Fransa’daki ikinci tur yerel seçimlerde merkez sağ iktidar partilerinin uğradığı hezimet Avrupa basınında geniş yankı buldu. Paris’te yayımlanan sol liberal Liberation gazetesi, "Chirac için sonun başlangıcı" yakıştırmasını yaptığı yorumunda şu satırlara yer veriyor:

”Seçmen siyasi yönetimde köklü rota değişikliği istiyor. Cumhurbaşkanı Jacques Chirac değişim irradesini ancak kabine revizyonu ile gösterebileceğinden, İçişleri Bakanı Nicolas Sarkozy’yi mutlaka ön plana çıkarmalıdır. Sarkozy’ye görev verilmesi Chirac döneminin sonu olur. Chirac, İçişleri Bakanı’na can simidi gibi sarılmadığı takdirde ise sağ kanadın kalan çoğunluğunu bile bile heba etmiş olur. İki seçenek te Cumhurbaşkanı Chirac için trajedi anlamına gelmektedir.”

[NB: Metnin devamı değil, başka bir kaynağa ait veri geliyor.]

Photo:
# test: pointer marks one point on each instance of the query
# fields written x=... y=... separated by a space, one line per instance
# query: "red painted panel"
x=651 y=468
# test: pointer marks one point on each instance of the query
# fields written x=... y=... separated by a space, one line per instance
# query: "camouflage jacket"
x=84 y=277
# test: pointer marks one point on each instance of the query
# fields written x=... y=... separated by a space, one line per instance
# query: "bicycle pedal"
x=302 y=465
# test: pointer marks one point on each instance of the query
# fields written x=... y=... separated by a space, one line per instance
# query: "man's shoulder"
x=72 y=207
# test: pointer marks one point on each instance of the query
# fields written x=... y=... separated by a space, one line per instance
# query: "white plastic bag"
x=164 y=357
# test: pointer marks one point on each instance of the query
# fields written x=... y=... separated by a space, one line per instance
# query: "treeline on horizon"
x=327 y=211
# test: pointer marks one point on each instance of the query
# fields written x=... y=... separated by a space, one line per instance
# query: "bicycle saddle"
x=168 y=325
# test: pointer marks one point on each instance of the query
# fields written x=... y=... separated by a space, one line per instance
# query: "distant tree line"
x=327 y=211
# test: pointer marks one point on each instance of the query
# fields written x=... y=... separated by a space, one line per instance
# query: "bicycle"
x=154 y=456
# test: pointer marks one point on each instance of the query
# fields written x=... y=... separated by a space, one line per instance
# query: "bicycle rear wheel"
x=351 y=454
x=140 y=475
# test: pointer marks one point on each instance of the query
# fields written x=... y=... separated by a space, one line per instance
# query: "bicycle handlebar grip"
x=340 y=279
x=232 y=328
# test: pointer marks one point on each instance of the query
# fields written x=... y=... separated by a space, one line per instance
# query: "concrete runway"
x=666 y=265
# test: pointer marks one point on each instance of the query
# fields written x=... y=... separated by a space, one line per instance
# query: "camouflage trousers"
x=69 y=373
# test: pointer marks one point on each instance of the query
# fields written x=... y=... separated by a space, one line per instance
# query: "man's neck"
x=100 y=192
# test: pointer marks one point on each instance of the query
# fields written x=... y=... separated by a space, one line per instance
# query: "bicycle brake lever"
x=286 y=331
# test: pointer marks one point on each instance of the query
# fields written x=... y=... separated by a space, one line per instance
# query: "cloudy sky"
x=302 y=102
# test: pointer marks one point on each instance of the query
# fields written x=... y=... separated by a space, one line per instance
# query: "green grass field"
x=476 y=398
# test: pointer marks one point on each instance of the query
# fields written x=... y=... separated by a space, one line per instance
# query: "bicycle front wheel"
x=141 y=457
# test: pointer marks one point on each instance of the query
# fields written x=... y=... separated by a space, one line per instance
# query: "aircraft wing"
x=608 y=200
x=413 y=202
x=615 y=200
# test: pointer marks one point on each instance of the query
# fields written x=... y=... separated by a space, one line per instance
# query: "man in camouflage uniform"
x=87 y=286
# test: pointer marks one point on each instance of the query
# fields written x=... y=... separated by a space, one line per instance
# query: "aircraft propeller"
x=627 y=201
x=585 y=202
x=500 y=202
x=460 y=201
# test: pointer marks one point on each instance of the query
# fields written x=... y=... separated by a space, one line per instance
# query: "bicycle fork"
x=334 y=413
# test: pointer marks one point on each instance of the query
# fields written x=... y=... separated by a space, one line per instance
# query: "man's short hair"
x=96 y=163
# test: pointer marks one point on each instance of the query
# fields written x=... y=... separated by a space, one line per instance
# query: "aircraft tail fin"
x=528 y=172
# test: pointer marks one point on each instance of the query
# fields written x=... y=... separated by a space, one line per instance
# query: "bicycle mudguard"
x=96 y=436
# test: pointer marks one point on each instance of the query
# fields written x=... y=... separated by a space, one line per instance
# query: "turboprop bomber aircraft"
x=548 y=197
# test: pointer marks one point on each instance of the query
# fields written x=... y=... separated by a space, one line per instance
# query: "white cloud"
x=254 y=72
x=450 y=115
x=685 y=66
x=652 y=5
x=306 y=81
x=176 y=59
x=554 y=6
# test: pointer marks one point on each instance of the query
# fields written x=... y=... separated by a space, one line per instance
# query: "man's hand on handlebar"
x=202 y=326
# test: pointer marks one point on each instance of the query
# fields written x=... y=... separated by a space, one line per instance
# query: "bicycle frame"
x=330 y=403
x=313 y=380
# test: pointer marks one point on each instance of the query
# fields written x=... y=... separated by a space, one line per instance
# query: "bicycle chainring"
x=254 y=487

Fransız gazetelerinden Le Figaro, "bu ülkede sağ partilerin iktidara geldikten iki yıl sonra ağır seçim yenilgisine uğramalarına artık alıştık" diyor. İtalyan La Republica, Avrupa’nın siyasi değişimin tadına vardığını ve sola kaymaya başladığını, yazarken İsviçre’nin Berner Zeitung gazetesi, "yerel seçimleri muhafazakarlar değil, Jacques Chhirac kaybetti" cümlesine yer vermiş.

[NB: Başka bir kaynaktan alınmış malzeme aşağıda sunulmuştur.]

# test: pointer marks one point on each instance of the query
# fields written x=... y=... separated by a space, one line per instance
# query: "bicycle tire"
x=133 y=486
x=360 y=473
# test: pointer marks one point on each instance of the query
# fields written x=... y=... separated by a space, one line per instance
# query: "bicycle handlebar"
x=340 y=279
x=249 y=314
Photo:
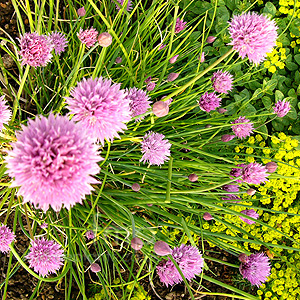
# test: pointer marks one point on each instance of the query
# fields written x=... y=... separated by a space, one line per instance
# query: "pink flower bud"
x=172 y=76
x=104 y=39
x=207 y=216
x=271 y=167
x=162 y=248
x=193 y=177
x=210 y=39
x=95 y=268
x=243 y=258
x=227 y=137
x=81 y=12
x=251 y=192
x=150 y=86
x=137 y=244
x=173 y=59
x=136 y=187
x=160 y=109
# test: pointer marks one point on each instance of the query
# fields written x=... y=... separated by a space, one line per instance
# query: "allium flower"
x=252 y=35
x=180 y=25
x=257 y=269
x=52 y=162
x=189 y=260
x=5 y=112
x=6 y=238
x=281 y=108
x=59 y=42
x=222 y=81
x=45 y=257
x=209 y=101
x=254 y=173
x=102 y=107
x=242 y=130
x=250 y=213
x=155 y=149
x=35 y=50
x=88 y=36
x=139 y=102
x=129 y=4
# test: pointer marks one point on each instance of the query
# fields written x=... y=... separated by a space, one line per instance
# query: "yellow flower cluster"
x=276 y=58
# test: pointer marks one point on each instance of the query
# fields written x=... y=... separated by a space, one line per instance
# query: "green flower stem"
x=16 y=101
x=201 y=74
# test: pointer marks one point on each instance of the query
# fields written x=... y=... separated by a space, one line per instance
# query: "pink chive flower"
x=242 y=130
x=209 y=102
x=88 y=36
x=101 y=107
x=254 y=173
x=281 y=108
x=222 y=81
x=52 y=162
x=6 y=238
x=250 y=213
x=252 y=35
x=189 y=260
x=45 y=257
x=257 y=269
x=35 y=50
x=180 y=25
x=122 y=2
x=155 y=149
x=5 y=112
x=59 y=42
x=139 y=102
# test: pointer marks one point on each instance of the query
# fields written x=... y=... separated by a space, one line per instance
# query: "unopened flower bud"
x=227 y=137
x=104 y=39
x=251 y=192
x=210 y=39
x=207 y=216
x=172 y=76
x=81 y=12
x=173 y=59
x=160 y=109
x=271 y=167
x=162 y=248
x=150 y=86
x=193 y=177
x=95 y=268
x=136 y=187
x=243 y=258
x=136 y=243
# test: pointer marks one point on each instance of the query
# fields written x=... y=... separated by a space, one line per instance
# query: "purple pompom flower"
x=35 y=50
x=155 y=149
x=6 y=238
x=180 y=25
x=59 y=42
x=281 y=108
x=88 y=36
x=102 y=107
x=250 y=213
x=242 y=130
x=209 y=102
x=252 y=35
x=257 y=269
x=189 y=260
x=5 y=112
x=45 y=257
x=222 y=81
x=121 y=2
x=254 y=173
x=139 y=102
x=52 y=162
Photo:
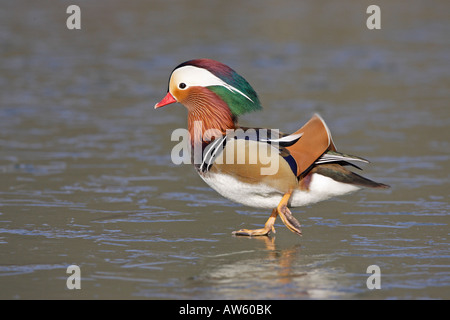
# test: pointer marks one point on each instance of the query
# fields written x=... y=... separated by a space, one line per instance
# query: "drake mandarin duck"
x=308 y=168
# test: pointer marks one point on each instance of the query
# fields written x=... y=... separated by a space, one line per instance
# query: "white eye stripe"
x=194 y=76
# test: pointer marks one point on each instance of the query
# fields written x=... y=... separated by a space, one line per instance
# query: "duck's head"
x=208 y=84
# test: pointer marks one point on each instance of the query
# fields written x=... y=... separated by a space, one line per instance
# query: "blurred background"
x=85 y=170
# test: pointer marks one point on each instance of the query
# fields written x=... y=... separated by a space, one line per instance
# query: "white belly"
x=261 y=196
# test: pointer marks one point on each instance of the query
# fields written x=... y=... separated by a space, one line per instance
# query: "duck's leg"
x=286 y=215
x=268 y=227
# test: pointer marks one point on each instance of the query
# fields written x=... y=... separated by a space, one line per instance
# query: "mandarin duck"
x=308 y=168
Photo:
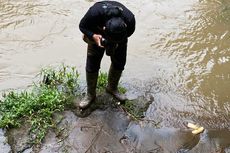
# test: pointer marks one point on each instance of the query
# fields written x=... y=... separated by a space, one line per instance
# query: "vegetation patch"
x=54 y=92
x=37 y=105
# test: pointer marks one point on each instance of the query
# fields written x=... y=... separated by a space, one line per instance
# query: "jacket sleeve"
x=89 y=22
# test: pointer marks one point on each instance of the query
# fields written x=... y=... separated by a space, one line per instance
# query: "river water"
x=179 y=53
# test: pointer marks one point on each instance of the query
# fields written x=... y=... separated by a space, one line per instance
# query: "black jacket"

Avusturya’nın başkenti Viyana’da yayımlanan Die Presse gazetesi, AB ilkbahar zirvesinin sonuçlarına ayırdığı yorumunda özetle şu görüşleri savunuyor:

"AB zirvelerinde her zaman, heyecan, umut ve yeni bir başlangıç havası estirilir. Ölü doğduğu sanılan Avrupa Birliği Anayasası’na yeniden can verilen ve terör ile mücadelede dayanışma ortamı yaratılan son zirvede de böyle oldu. Bütün ortaklar ekonomik canlanma için elinden geleni yapma sözü verdi. Ama AB inandırıcılıktan çok uzak. Madrid’teki korkunç saldırıların ışığında zirveden çıkan ortak bildiri ikiyüzlülük emareleri taşıyor. Liderlerin aldıkları kararların ya hiç ya da eksik uygulandığını geçmişte defalarca gördük."

İngiltere’nin The Guardian gazetesi anayasa tartışmasını şöyle yorumluyor:

”Anayasa Avrupa Birliği’ni daha verimli hale getirecek, Avrupalılar açısından daha adil bir Avrupa yaratacak. AB’nin ortak pazardan ibaret olmaması gerektiğine hepimiz inanıyoruz. Madrid sonrasında bu bilinç daha da arttı. Tony Blair bu fırsatı kaçırmamalı.”

Alman iç politikasında gündemin ilk sıralarını, terörle mücadele, Göç Yasası ve ekonomik krizden kaynaklanan tartışmalar işgal ediyor. Eyalet yönetimlerinin personel giderlerini azaltmak için mesai süresinin sabit ücretle uzatılması şeklindeki girişimleri sendikaların sert tepkisine yol açtı. Almanya’nın önde gelen iktisat gazetelerinden Handelsblatt kriz sendromunu şöyle yorumluyor:

”Ekonomik canlanmayı bekleyen riskler büyüyor. Petrol ve hammadde fiyatları artıyor. Amerikan istihdam piyasasındaki durgunluk, yeni dünyadaki canlanmanın sabun köpüğü gibi sönebileceğini gösteriyor. Almanya’nın konjonktür risklerine psikolojik faktörleri de dahil etmek gerekir. Ekonomik moral sıfır. Üç yıllık durgunluk Almanya’yı ruhi depresyona sürüklemişe benziyor."

Financial Times’in Almanya baskısında da şu satırları okuyoruz.:

”Almanlar kriz kelimesini dillerinden düşürmez oldular. Yerli yersiz kullanılan kriz tanımlaması aşırı kötümserliğe yol açar ve Almanlar ülkelerinin önlenemez çöküş sürecine girdiğine inanırlarsa, ekonomik tepkileri de ona göre olur. Gelirin azalması, otomatikman giderleri kısar. 2003 sonlarında reel gelirlerin erimesi tüketim harcamalarında önemli gerilemeye yol açmıştı. Acil konjonktür sorunu burada yatan Almanya, gelirlerin daha fazla tırpanlanmasına tahammül edemez.”